College of the West of England Bristol College of Engineering / AHR
University of the West of England Bristol School of Engineering / AHR
Text description provided by the architects. Designed to support the next generation of student engineers, the building aims to break down boundaries between engineering disciplines, enable greater collaboration, and make Engineering more inclusive by attracting students from a wider cross-section of society. Set over three floors and 8,500m2, the building features teaching studios, simulation suites, laboratories, and specialist workshops accommodating a wide range of subjects.
The brief recognised the value of ‘Social Learning’ spaces outside of traditional teaching to encourage collaboration. A significant design constraint was the spatial and servicing requirements of over 20 different labs and workshops – AHR’s response was to stack the accommodation based on practical requirements: heavy workshops and ‘maker’ space on the ground floor; specialist laboratories on the first floor; and lighter labs and offices on the top floor.
Within a constrained site this created an uneven distribution of spaces across floors, so AHR’s solution was to flip the massing inside out and organise spaces around a central atrium, with a void that gets bigger as you move upwards. This strategy made the building envelope thermally and cost-efficient while creating a central Social Learning space that met the faculty’s vision. The diagram almost completely removes traditional corridors, making the building feel safe and inclusive, particularly to lone students working at night.

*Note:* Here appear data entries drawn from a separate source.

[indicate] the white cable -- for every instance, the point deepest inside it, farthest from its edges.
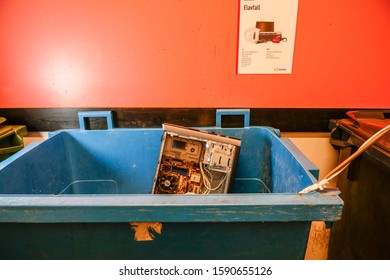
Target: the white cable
(336, 171)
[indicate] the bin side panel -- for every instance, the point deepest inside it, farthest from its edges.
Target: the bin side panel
(114, 161)
(42, 170)
(176, 241)
(288, 175)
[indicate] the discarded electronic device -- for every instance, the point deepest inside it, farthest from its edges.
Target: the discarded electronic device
(193, 161)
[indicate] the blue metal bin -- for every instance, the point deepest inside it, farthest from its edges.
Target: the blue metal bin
(86, 194)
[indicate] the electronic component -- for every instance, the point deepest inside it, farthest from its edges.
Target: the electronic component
(193, 161)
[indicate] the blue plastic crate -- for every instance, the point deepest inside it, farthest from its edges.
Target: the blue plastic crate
(86, 194)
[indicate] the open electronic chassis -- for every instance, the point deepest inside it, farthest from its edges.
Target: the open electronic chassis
(193, 161)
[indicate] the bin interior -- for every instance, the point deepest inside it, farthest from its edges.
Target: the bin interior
(124, 161)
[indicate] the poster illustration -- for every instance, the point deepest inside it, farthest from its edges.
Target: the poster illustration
(266, 36)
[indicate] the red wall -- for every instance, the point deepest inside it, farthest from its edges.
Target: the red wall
(183, 54)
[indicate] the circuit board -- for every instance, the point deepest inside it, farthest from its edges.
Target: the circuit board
(195, 162)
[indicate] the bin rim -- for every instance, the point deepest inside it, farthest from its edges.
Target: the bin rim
(254, 207)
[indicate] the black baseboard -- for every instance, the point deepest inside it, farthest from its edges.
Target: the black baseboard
(285, 119)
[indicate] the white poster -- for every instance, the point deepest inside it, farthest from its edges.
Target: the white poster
(266, 36)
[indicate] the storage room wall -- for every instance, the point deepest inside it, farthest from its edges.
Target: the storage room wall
(183, 54)
(170, 54)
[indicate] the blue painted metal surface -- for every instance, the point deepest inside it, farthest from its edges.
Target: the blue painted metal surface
(74, 195)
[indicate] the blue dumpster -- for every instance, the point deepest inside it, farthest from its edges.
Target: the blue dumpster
(86, 194)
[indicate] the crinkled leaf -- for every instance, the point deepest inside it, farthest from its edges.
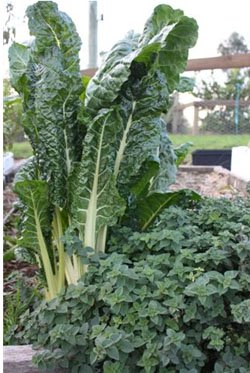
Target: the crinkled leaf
(34, 197)
(19, 57)
(51, 94)
(151, 206)
(97, 202)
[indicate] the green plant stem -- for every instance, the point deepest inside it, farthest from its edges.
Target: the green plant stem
(61, 254)
(50, 277)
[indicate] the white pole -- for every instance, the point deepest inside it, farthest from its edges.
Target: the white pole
(93, 22)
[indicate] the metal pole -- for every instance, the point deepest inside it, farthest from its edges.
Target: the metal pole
(93, 22)
(236, 110)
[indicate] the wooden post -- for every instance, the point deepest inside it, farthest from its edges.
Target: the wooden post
(196, 121)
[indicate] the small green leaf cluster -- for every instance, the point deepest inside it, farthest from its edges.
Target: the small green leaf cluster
(174, 299)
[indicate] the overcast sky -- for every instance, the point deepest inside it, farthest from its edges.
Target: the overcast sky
(217, 19)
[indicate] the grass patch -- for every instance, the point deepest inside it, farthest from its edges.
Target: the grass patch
(22, 150)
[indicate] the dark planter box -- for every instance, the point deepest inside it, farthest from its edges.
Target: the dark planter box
(212, 157)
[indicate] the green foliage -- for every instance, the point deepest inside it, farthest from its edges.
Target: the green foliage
(222, 120)
(175, 299)
(20, 297)
(12, 113)
(93, 141)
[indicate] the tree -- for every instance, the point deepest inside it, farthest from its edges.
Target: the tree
(237, 84)
(9, 31)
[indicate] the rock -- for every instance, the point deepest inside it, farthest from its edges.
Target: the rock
(18, 359)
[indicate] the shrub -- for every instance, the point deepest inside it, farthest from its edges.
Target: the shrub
(174, 299)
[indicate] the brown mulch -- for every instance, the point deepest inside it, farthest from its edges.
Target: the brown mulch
(210, 184)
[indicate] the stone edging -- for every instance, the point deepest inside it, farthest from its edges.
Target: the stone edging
(18, 359)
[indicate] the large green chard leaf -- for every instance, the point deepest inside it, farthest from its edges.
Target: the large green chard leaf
(166, 39)
(150, 207)
(51, 94)
(167, 172)
(19, 57)
(142, 92)
(96, 200)
(36, 224)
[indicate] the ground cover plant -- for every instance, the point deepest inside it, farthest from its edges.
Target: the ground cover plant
(174, 299)
(100, 154)
(130, 285)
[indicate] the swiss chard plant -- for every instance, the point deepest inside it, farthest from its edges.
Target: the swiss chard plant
(101, 152)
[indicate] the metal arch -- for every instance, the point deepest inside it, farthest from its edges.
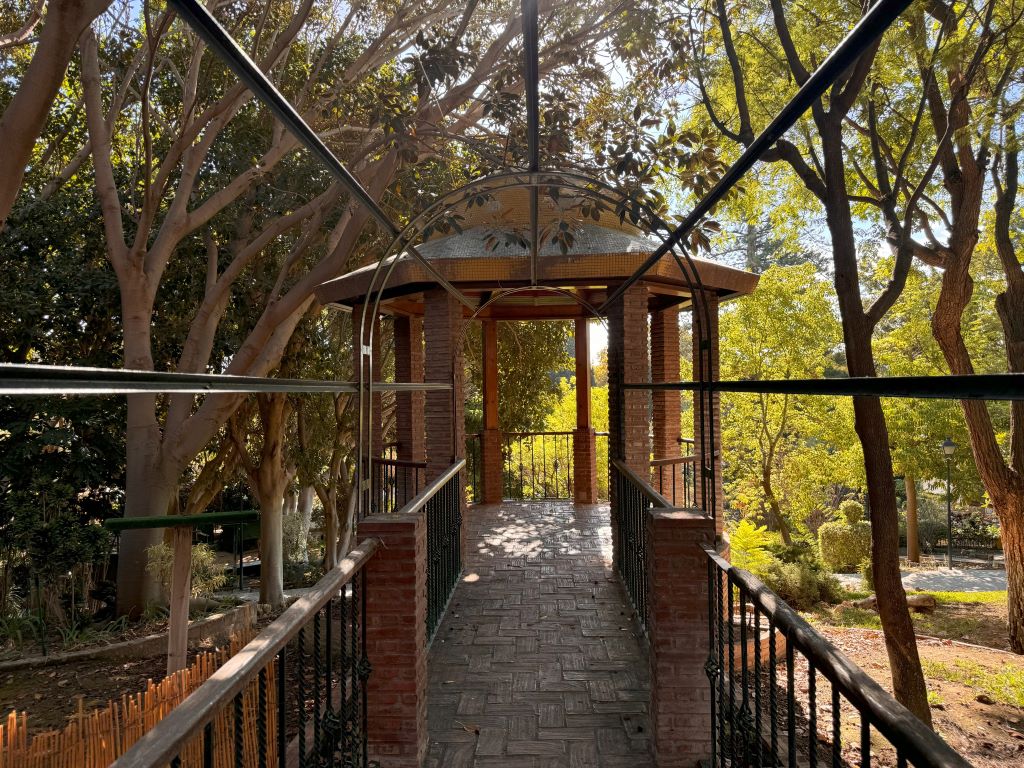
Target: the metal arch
(862, 36)
(577, 182)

The atrium is topped by a dramatic 1000m2 timber-framed north-light roof which encloses practical ‘maker space’ (ground floor), collaborative workspace (first floor), and quiet study spaces overlooking activity below (second floor). Distinctive Corten steel cladding creates a bold presence at the heart of the UWE campus masterplan. The open colonnade faces the main thoroughfare and provides a welcoming threshold into the building. The design is very flexible to change over a long lifespan and a strict structural grid was adopted. Elevations follow a 1m module with vertically banded windows allowing maximum flexibility to relocate internal walls.
Services follow a ‘ring main’ around the atrium edge feeding off to perimeter rooms, all intended to provide maximum building lifespan. The project was delivered on a live site and to an ambitious timescale, opening to students exactly three years after design work commenced, with the final eight months during the peak of the first wave of Covid-19. While occupancy was limited during the first year, the spaciousness and natural ventilation strategy has enabled staff and students to make use of the building throughout the pandemic.
The University has targeted carbon neutral by 2030. The brief included BREEAM Excellent, with a focus on operational energy and a DEC B operational energy rating. The building is designed for long-term adaptability with an efficient structural grid. Corten steel cladding requires no maintenance and windows were selected that would exceed 60-year lifespan. The 1000m2 atrium roof is glu-lam and CLT which has offset 125t of carbon. This highly serviced building performs extremely well against the RIBA 2025 climate targets and through robust design strategies will provide very long life with minimum barriers to adaptation and change.